Produced for K-12 educators, Teach This Poem features one poem a week from our online poetry collection, accompanied by interdisciplinary resources and activities designed to help teachers quickly and easily bring poetry into the classroom. The series is written by our Educator in Residence, Dr. Madeleine Fuchs Holzer, and is available for free via email.

Featured Poem

Beneath the Soil: Potato Tubers Timelapse

Classroom Activities
  1. Warm-up: Ask your students to jot down two or three things that they are most grateful for about home, however they define the term. Ask them to turn and talk with a partner about what they have written and why.
  2. Project the timelapse video in front of the class and play it twice. The first time, ask your students to simply watch the video. The second time, ask them to write down what they notice, focusing on the specific details of what they see rather than generalizations, such as “roots growing.” Ask your students to gather in small groups to share what they noticed in the video.

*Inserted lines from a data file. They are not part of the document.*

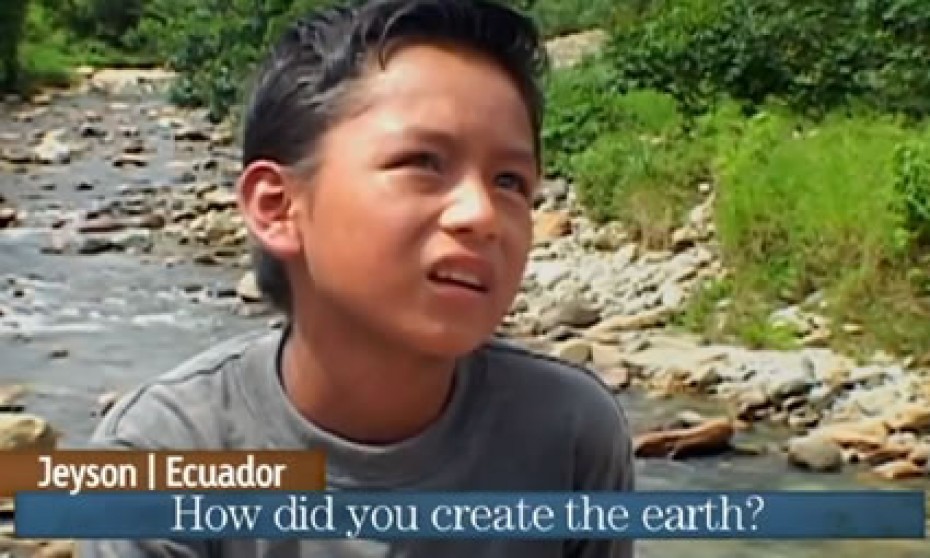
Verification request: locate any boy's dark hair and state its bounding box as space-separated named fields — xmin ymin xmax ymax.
xmin=242 ymin=0 xmax=547 ymax=313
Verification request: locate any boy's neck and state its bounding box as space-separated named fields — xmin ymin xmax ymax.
xmin=281 ymin=320 xmax=455 ymax=444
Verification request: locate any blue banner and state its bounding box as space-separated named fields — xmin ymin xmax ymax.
xmin=15 ymin=491 xmax=926 ymax=540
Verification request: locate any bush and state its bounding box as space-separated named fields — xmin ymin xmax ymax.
xmin=570 ymin=91 xmax=709 ymax=248
xmin=716 ymin=107 xmax=930 ymax=349
xmin=542 ymin=55 xmax=630 ymax=176
xmin=135 ymin=0 xmax=327 ymax=120
xmin=0 ymin=0 xmax=29 ymax=90
xmin=608 ymin=0 xmax=930 ymax=116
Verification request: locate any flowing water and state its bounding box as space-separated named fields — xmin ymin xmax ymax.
xmin=0 ymin=87 xmax=930 ymax=558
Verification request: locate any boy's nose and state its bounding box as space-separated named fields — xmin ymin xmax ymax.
xmin=440 ymin=177 xmax=499 ymax=240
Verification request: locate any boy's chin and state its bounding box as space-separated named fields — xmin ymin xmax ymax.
xmin=402 ymin=328 xmax=493 ymax=358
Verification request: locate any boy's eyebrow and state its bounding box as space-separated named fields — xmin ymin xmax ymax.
xmin=395 ymin=125 xmax=536 ymax=166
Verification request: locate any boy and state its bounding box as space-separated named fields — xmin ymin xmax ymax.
xmin=82 ymin=0 xmax=633 ymax=558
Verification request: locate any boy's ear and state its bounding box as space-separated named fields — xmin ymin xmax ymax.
xmin=236 ymin=161 xmax=300 ymax=259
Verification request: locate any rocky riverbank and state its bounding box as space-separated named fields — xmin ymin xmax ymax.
xmin=0 ymin=60 xmax=930 ymax=556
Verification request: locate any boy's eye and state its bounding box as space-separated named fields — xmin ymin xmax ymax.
xmin=396 ymin=151 xmax=442 ymax=172
xmin=494 ymin=172 xmax=530 ymax=196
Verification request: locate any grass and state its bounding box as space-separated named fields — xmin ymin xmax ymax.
xmin=545 ymin=52 xmax=930 ymax=354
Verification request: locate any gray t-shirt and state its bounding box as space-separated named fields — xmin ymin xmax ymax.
xmin=78 ymin=331 xmax=633 ymax=558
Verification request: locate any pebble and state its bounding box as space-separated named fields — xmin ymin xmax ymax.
xmin=788 ymin=436 xmax=844 ymax=472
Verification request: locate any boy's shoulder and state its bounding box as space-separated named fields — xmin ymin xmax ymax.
xmin=92 ymin=330 xmax=628 ymax=449
xmin=479 ymin=338 xmax=629 ymax=436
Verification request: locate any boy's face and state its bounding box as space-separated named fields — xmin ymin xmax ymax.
xmin=291 ymin=45 xmax=538 ymax=356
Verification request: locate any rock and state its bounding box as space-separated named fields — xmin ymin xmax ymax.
xmin=907 ymin=443 xmax=930 ymax=467
xmin=109 ymin=229 xmax=154 ymax=254
xmin=862 ymin=444 xmax=911 ymax=467
xmin=35 ymin=540 xmax=75 ymax=558
xmin=788 ymin=435 xmax=843 ymax=472
xmin=533 ymin=211 xmax=572 ymax=242
xmin=588 ymin=308 xmax=670 ymax=334
xmin=94 ymin=391 xmax=122 ymax=417
xmin=0 ymin=385 xmax=26 ymax=407
xmin=634 ymin=418 xmax=734 ymax=459
xmin=552 ymin=339 xmax=591 ymax=365
xmin=872 ymin=459 xmax=927 ymax=480
xmin=0 ymin=207 xmax=19 ymax=229
xmin=593 ymin=223 xmax=629 ymax=252
xmin=527 ymin=260 xmax=571 ymax=289
xmin=885 ymin=403 xmax=930 ymax=432
xmin=0 ymin=413 xmax=58 ymax=451
xmin=32 ymin=130 xmax=73 ymax=165
xmin=598 ymin=366 xmax=632 ymax=393
xmin=174 ymin=124 xmax=210 ymax=141
xmin=843 ymin=323 xmax=864 ymax=335
xmin=815 ymin=419 xmax=888 ymax=452
xmin=672 ymin=225 xmax=702 ymax=252
xmin=661 ymin=283 xmax=685 ymax=310
xmin=77 ymin=236 xmax=119 ymax=256
xmin=236 ymin=271 xmax=265 ymax=302
xmin=546 ymin=29 xmax=607 ymax=68
xmin=78 ymin=122 xmax=107 ymax=138
xmin=113 ymin=153 xmax=149 ymax=168
xmin=0 ymin=148 xmax=35 ymax=165
xmin=591 ymin=343 xmax=624 ymax=369
xmin=540 ymin=297 xmax=601 ymax=330
xmin=788 ymin=408 xmax=820 ymax=432
xmin=77 ymin=215 xmax=128 ymax=234
xmin=203 ymin=188 xmax=238 ymax=211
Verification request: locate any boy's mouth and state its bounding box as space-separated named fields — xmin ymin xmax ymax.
xmin=427 ymin=255 xmax=491 ymax=293
xmin=429 ymin=270 xmax=488 ymax=293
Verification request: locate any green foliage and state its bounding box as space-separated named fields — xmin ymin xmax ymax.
xmin=0 ymin=0 xmax=29 ymax=89
xmin=542 ymin=55 xmax=629 ymax=176
xmin=704 ymin=107 xmax=930 ymax=354
xmin=608 ymin=0 xmax=930 ymax=116
xmin=136 ymin=0 xmax=326 ymax=120
xmin=894 ymin=128 xmax=930 ymax=245
xmin=510 ymin=0 xmax=628 ymax=37
xmin=571 ymin=91 xmax=707 ymax=248
xmin=53 ymin=0 xmax=146 ymax=48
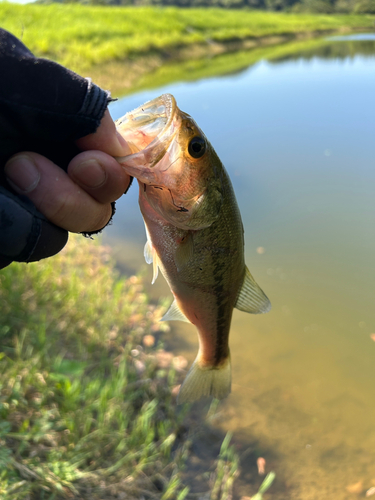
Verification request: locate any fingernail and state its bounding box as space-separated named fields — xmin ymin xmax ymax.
xmin=4 ymin=155 xmax=40 ymax=193
xmin=74 ymin=160 xmax=107 ymax=188
xmin=116 ymin=130 xmax=132 ymax=156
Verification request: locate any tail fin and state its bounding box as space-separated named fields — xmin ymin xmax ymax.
xmin=177 ymin=355 xmax=232 ymax=404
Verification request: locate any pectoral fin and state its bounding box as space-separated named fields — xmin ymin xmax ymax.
xmin=143 ymin=239 xmax=159 ymax=285
xmin=160 ymin=299 xmax=190 ymax=323
xmin=235 ymin=267 xmax=271 ymax=314
xmin=175 ymin=232 xmax=194 ymax=271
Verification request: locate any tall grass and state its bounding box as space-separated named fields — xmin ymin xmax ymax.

What do they think the tubers are doing, and what action words would they use to describe this?
  3. Project the poem “Home” in front of the class. Ask your students to read it silently and write down what they notice. What words and phrases jump out at them? What do they notice in the poem’s structure? Ask one of your students to read the poem aloud to the class while the listening students write down details they did not notice before. Repeat this process with another student reading aloud.
  4. Ask your students to get back in their small groups to share what they noticed in the poem. How does the video of tubers growing relate to the poem? Why do they think Weigl chose to use that image?
  5. Whole-class discussion: Where is home for the speaker in the poem? How does he feel about it? What evidence in the poem supports their interpretations? What do they think might be “the exiled and unraveling strangeness,” and how do these lines make them feel?
  6. Possible writing assignment: Ask your students to expand their notes about what they are grateful for at home into a longer piece of poetry or prose.